I finally finished reading the book, Paul by N.T. Wright
What a fantastic work; plenty of insights and facts into the great missionary and apostle that was instrumental in sharing the good news of Jesus throughout the known world in his day. It is hard to imagine that one man could have so much influence and impact on so many people. I wanted to share two paragraphs from the end of the book which not only caught my attention but struck a chord in me as I continue to think about what it means to be a disciple of Jesus and how to be the kind of disciple that influences others to want to follow Jesus as well. I am certain that I knew this information but like with a lot of things, knowing and believing are vastly different... believing means you take action; believing should alter the course of your thinking and the trajectory of your path. I pray this section of the book impacts you like it has me.

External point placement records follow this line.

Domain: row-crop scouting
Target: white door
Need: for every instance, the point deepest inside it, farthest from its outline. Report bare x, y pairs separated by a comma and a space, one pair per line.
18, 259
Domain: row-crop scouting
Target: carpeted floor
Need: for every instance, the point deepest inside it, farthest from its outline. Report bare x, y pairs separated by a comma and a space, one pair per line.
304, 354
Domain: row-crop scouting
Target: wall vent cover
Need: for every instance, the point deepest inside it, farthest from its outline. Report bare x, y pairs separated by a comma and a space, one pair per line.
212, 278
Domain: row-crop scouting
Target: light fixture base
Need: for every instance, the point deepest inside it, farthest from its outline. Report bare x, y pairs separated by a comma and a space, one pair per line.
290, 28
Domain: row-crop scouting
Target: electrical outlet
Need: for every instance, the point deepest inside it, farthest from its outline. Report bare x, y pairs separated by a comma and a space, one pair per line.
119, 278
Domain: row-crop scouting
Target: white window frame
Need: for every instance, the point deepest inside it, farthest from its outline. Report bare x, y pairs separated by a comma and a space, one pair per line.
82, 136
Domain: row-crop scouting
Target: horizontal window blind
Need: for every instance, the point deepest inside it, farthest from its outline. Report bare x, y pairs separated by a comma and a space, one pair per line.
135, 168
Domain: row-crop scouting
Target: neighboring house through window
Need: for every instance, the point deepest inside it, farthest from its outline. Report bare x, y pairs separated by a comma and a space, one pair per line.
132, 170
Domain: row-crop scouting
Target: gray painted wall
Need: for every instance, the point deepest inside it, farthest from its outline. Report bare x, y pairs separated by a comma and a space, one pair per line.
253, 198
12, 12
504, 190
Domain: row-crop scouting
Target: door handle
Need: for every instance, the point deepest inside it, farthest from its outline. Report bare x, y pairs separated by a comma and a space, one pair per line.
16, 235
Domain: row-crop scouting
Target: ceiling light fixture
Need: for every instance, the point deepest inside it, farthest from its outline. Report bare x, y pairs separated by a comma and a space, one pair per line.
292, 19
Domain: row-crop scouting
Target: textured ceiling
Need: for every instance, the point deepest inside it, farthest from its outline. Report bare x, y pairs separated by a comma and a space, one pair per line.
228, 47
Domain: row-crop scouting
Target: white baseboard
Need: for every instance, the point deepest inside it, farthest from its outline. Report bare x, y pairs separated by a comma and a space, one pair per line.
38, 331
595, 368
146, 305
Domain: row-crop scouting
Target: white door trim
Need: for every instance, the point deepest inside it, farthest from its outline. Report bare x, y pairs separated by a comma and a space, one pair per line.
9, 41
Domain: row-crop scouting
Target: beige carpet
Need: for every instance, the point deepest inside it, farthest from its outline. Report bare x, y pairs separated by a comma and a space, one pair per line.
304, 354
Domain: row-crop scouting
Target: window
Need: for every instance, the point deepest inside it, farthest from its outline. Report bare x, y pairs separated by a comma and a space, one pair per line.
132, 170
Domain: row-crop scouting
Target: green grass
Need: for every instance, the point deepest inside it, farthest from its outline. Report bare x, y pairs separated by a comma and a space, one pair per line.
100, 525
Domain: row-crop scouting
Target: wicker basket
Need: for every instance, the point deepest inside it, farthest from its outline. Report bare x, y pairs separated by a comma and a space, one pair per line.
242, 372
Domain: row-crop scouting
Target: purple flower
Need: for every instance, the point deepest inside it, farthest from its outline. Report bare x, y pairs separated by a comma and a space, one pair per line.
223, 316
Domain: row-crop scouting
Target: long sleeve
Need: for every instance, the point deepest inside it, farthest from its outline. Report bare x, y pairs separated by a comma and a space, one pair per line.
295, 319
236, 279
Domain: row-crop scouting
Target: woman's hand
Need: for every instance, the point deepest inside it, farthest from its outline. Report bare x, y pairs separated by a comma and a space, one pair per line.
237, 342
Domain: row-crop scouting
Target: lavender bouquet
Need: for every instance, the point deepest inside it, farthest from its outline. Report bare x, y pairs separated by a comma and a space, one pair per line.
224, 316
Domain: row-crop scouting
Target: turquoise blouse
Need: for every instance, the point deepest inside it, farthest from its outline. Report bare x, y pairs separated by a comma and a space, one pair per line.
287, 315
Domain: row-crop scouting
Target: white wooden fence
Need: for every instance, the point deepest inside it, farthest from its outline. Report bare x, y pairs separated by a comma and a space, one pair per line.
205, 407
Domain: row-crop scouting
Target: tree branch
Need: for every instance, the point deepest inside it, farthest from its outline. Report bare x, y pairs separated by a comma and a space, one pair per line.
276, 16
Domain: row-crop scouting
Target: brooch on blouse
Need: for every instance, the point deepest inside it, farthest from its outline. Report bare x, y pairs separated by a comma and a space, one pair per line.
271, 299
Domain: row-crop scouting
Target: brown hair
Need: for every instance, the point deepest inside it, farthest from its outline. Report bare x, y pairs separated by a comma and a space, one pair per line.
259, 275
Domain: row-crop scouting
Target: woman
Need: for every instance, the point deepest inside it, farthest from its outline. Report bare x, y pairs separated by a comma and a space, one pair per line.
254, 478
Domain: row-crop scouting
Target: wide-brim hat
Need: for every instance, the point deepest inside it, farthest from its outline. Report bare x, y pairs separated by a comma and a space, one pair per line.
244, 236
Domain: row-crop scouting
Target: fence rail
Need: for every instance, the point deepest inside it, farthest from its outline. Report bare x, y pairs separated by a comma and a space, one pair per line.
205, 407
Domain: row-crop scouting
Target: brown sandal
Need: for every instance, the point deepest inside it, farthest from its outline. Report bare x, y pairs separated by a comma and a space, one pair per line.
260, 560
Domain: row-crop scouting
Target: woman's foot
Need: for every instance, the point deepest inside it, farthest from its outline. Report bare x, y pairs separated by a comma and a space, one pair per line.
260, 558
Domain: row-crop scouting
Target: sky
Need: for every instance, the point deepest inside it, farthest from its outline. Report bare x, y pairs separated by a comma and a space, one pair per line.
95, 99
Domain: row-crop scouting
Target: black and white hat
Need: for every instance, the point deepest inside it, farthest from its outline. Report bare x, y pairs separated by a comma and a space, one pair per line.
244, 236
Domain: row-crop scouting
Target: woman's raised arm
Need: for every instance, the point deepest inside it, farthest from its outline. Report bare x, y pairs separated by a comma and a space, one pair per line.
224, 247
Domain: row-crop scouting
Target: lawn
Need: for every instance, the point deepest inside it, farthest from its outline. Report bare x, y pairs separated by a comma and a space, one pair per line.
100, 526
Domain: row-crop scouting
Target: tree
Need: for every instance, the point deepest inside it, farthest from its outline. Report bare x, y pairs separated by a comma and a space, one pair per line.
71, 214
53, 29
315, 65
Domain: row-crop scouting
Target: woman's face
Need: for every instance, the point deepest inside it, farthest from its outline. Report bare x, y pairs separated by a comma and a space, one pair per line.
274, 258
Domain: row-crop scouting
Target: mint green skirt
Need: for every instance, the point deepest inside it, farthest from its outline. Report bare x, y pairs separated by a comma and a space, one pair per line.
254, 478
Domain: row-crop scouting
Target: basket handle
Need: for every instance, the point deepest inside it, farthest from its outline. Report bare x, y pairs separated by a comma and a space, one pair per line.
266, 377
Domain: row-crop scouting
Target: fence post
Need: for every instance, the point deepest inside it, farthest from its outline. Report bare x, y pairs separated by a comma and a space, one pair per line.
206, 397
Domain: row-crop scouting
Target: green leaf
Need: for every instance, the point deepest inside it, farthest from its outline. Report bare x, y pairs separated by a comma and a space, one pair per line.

From the book, Paul by N.T. Wright, page 407...
"God has made us what we are; or, to bring it out a different but equally valid flavor of the Greek, we are God's poetry. God's artwork. God has accomplished, and will accomplish, the entire new creation in the Messiah and by the spirit. When someone believes the gospel and discovers its life-transforming power, that person becomes a small but significant working model of that new creation. The point of being human, after all, was never simply to be a passive inhabitant of God's world. As far as Paul was concerned, the point of being human was to be an image-bearer, to reflect God's wisdom and order into the world and to reflect the praises of creation back to God. Humans were therefore made to stand at the threshold of heaven and earth - like an image in a temple, no less - and to be the conduit through which God's life would come to earth and earth's praises would rise to God. Here, then, is the point of Paul's vision of human rescue and renewal ("salvation" in traditional language): those who are grasped by grace in the gospel and who bear witness to that in their loyal belief in the One God, focused on Jesus, are not merely beneficiaries, recipients of God's mercy; they are also agents. They are poems in which God is addressing his world, and, as poems are designed to do, they break open existing ways of looking at things and spark the mind to imagine a different way to be human."